Mar 15 2012

Wood and Deck Strippers – Removing Failing Deck Stains

To properly restore a deck it’s necessary to first clean the wood. This includes removing any old failing deck stain that may still be present. When old stain is left on a deck the new stain can’t penetrate the wood properly and you simply worsen the problem. It’s essential to strip a deck back down to bare wood to open up the pours so the new deck stain can dive deep into the wood and provide lasting protection.

To remove old failing deck stains you have to use a quality deck stripper. These deck strippers are strong enough to remove most clear and tinted semi-transparent stains, film forming clear sealers, and water sealers along with pollutants like dirt, mold, mildew, and mill glaze found on newer wood.

Peeling Deck Stain

Peeling Deck Stain

When dealing with a solid deck stain or paint there are no guarantees. The big box stores offer some of the worst deck stains you can use. They are usually 100% acrylic or silicone enhanced products that always end up peeling but are extremely tough to remove once they’ve been applied.

Your best bet is to apply a strong deck stripper and allow it to dwell for 30 minutes sprinkling it with water to keep it active. You may have to repeat this step several times. Remove as much of the deck stain as possible for the best results. Areas where the stain might have been over applied to begin with may need to be sanded to reveal bare wood again.

The best way to avoid a problem with solid stains or deck paints is to not use them in the first place. They are time consuming and expensive to rid once they have failed. If you are dealing with a stubborn deck stain, a quality deck stripper and a lot of patience is your best bet but beware there are no guarantees.

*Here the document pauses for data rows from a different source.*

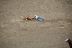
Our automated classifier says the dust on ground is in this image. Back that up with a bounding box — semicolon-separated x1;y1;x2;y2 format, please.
0;0;72;48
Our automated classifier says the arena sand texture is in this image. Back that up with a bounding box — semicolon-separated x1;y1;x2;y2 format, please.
0;0;72;48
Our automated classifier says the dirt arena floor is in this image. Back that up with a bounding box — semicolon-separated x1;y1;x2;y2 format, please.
0;0;72;48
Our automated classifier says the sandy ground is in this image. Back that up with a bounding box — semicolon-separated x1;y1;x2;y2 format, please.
0;0;72;48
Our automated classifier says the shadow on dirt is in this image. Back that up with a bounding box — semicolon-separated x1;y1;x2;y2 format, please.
66;0;72;5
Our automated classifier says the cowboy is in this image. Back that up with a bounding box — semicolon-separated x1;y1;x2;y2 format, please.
34;15;44;21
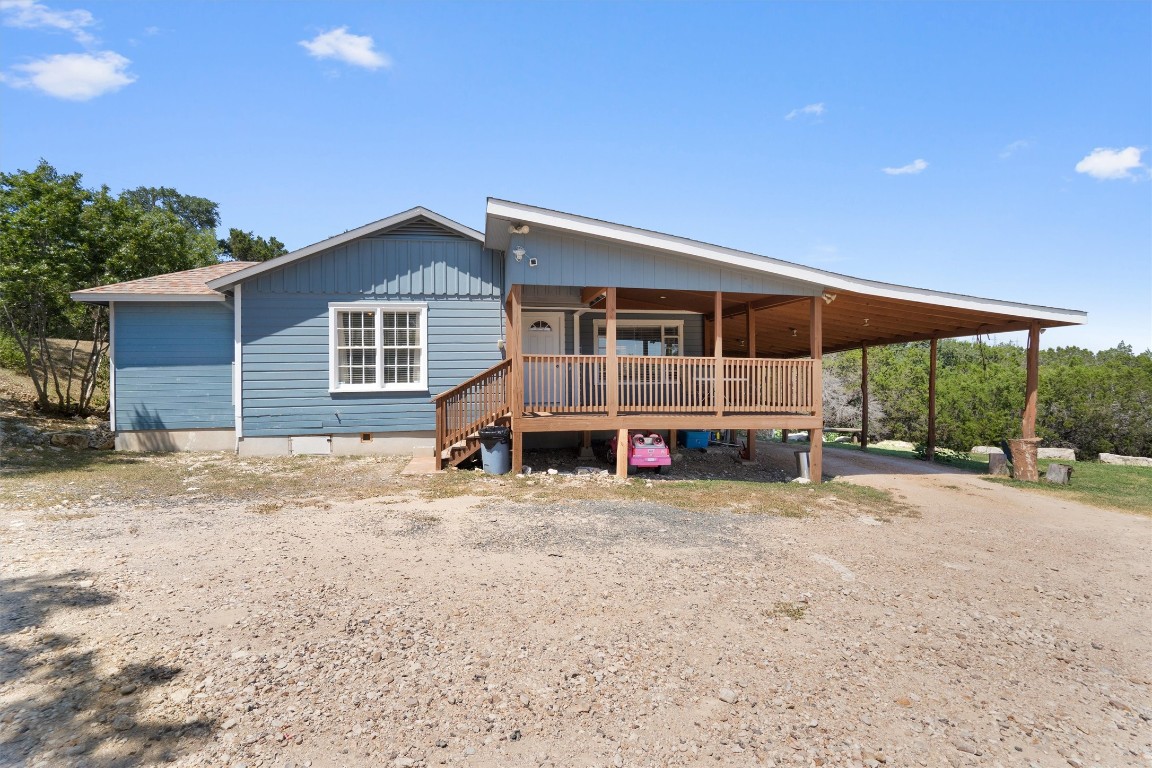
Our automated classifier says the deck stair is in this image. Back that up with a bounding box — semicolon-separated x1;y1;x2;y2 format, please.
432;359;512;469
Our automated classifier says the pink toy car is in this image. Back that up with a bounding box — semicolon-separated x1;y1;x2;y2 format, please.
606;431;672;475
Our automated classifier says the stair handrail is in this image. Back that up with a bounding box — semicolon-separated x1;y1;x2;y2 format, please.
432;358;512;465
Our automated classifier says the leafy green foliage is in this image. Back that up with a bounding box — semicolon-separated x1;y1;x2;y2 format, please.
218;228;288;262
0;162;222;414
0;330;24;370
825;339;1152;460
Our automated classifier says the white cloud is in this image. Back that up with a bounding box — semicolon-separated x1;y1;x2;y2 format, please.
1074;147;1145;180
785;102;825;121
0;0;95;43
999;139;1031;159
882;158;928;176
300;27;390;70
6;50;134;100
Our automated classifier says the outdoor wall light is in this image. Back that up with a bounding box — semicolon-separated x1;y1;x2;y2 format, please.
512;246;526;261
790;328;798;337
863;318;870;327
822;292;838;304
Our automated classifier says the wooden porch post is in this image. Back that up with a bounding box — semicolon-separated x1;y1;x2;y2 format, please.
1023;321;1040;438
714;291;724;416
809;296;823;482
927;338;938;461
606;287;619;419
860;343;869;451
508;284;523;474
1027;320;1046;437
743;301;757;460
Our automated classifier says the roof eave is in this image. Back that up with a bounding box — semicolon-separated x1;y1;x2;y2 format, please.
70;292;228;304
485;198;1087;326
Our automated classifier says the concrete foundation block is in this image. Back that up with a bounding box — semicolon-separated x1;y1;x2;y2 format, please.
116;429;236;452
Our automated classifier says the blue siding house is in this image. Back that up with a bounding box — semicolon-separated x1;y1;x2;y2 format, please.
73;199;1085;479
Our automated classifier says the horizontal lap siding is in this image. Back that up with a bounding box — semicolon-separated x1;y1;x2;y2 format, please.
506;231;820;295
114;302;234;430
241;233;504;437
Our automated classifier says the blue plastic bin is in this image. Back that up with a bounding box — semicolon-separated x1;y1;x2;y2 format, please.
683;430;710;449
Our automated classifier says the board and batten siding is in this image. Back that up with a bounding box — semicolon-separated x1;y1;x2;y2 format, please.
506;230;822;296
240;232;505;437
114;302;235;430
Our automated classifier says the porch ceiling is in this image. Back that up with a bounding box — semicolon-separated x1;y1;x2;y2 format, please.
722;289;1078;357
579;287;1080;357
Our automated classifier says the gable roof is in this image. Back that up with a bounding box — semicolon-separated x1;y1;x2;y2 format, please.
70;262;257;303
485;198;1086;326
206;206;483;291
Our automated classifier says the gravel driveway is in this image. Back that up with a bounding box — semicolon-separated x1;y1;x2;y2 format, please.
1;449;1149;768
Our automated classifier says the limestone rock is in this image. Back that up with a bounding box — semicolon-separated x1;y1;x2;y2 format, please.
1098;453;1152;467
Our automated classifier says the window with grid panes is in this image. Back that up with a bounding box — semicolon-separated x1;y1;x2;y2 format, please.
329;303;427;391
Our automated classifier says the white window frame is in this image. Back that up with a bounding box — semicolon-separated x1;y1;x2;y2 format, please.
328;302;428;393
592;319;684;357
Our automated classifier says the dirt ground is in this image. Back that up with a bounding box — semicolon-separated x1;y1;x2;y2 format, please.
1;443;1149;768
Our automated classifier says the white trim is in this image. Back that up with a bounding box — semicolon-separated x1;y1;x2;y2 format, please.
108;302;116;433
233;285;243;442
486;199;1086;325
592;318;685;357
208;207;483;291
70;292;226;303
328;302;429;393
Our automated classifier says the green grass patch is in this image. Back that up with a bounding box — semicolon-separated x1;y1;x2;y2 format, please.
985;459;1152;515
823;441;1151;516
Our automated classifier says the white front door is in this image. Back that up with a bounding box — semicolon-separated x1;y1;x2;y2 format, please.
523;312;565;409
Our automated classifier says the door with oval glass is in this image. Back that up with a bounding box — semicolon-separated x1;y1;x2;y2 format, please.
523;312;565;410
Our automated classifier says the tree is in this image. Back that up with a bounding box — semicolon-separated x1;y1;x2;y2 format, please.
119;186;220;233
0;162;220;415
0;161;91;412
218;228;288;262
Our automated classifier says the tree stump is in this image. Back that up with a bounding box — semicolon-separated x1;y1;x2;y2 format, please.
1008;438;1042;482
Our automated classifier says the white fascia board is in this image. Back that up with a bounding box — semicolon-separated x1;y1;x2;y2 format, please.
207;206;484;291
69;292;227;303
485;199;1087;325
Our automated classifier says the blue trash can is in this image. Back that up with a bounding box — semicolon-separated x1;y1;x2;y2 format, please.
478;426;512;474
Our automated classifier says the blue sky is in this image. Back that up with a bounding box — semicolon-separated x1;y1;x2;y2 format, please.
2;0;1149;351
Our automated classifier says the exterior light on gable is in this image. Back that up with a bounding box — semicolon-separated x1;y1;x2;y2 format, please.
790;328;797;338
863;318;869;327
822;292;838;304
512;246;526;262
508;223;530;235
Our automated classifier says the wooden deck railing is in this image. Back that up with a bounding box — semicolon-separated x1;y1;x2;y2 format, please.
521;355;815;415
432;359;512;459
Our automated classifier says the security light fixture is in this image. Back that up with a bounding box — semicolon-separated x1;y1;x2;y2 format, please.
822;292;838;304
512;246;526;261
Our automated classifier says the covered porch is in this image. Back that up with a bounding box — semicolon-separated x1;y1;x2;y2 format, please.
432;199;1086;479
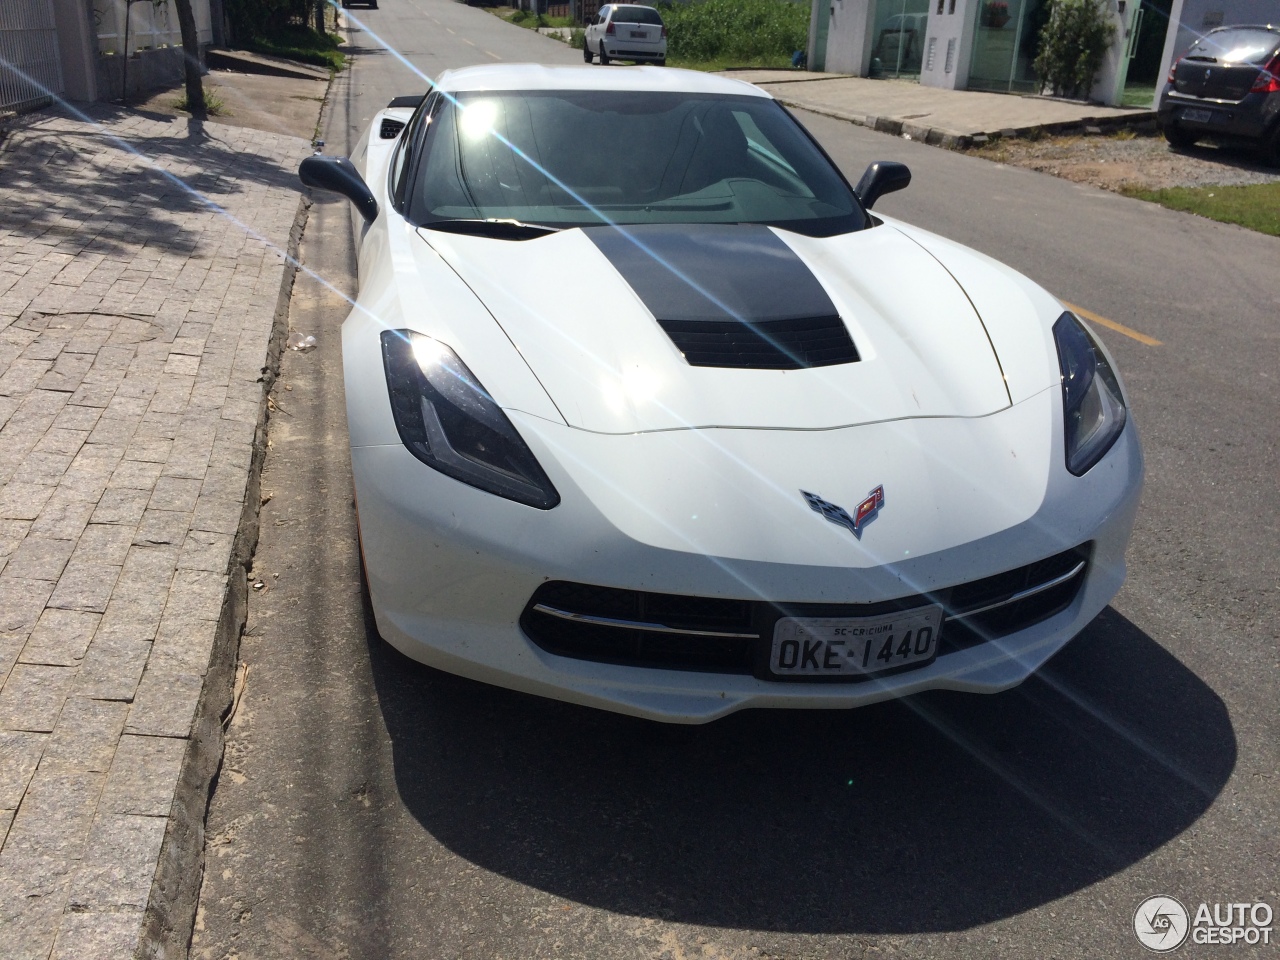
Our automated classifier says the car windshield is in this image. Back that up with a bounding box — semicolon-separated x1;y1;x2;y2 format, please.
1186;28;1278;64
611;6;663;24
409;91;866;236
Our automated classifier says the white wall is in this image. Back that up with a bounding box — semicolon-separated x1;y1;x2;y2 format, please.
93;0;212;56
821;0;877;74
919;0;978;89
52;0;95;101
1089;0;1141;104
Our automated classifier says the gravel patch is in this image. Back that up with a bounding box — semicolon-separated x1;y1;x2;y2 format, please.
966;132;1280;191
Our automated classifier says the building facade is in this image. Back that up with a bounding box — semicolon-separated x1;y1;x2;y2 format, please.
807;0;1275;106
1;0;217;113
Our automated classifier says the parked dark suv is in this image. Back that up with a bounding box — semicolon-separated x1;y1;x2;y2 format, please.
1157;24;1280;165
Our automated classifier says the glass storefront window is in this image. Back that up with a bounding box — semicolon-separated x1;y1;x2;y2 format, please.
870;0;931;79
967;0;1047;93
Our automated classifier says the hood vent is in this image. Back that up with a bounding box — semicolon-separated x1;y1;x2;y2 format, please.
658;315;857;369
586;223;859;371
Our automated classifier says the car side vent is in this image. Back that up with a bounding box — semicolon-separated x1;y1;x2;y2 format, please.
657;315;859;370
380;118;406;139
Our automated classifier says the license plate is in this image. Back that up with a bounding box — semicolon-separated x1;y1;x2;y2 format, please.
770;606;943;678
630;30;646;39
1182;108;1213;123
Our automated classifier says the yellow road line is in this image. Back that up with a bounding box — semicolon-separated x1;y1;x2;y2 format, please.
1062;302;1163;347
484;50;501;59
463;37;476;46
446;27;455;34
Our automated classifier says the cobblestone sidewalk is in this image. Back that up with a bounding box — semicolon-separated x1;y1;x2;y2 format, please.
0;105;310;958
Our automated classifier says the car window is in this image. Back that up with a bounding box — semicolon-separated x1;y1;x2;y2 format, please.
408;90;865;237
1185;28;1279;64
611;6;663;24
390;93;438;213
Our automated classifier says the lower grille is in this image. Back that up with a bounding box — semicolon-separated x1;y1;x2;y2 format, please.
519;545;1090;676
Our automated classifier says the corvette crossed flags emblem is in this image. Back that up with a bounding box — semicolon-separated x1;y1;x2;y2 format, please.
801;486;885;538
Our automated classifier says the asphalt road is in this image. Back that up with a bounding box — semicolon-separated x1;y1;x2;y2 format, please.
190;3;1280;958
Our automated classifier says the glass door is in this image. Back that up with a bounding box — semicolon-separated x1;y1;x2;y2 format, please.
1122;0;1174;106
870;0;931;79
967;0;1047;93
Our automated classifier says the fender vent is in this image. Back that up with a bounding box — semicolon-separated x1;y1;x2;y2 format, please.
380;118;406;139
658;315;858;369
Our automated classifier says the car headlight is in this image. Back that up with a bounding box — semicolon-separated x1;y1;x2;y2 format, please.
380;330;560;509
1053;311;1128;476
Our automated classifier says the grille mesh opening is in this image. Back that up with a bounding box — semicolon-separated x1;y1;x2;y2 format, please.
657;315;858;370
520;545;1090;676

Once a deck has been stripped, it’s best to apply a wood brightener. This will brighten the wood back to the proper pH level allowing the new deck stain to penetrate properly.


1 Comments on this post


  1. Wade said:

    Do I need to mask or protect the siding of my house where it meets the deck, and the painted rail before applying the deck stripper, or is it safe if some overspray gets on the paint?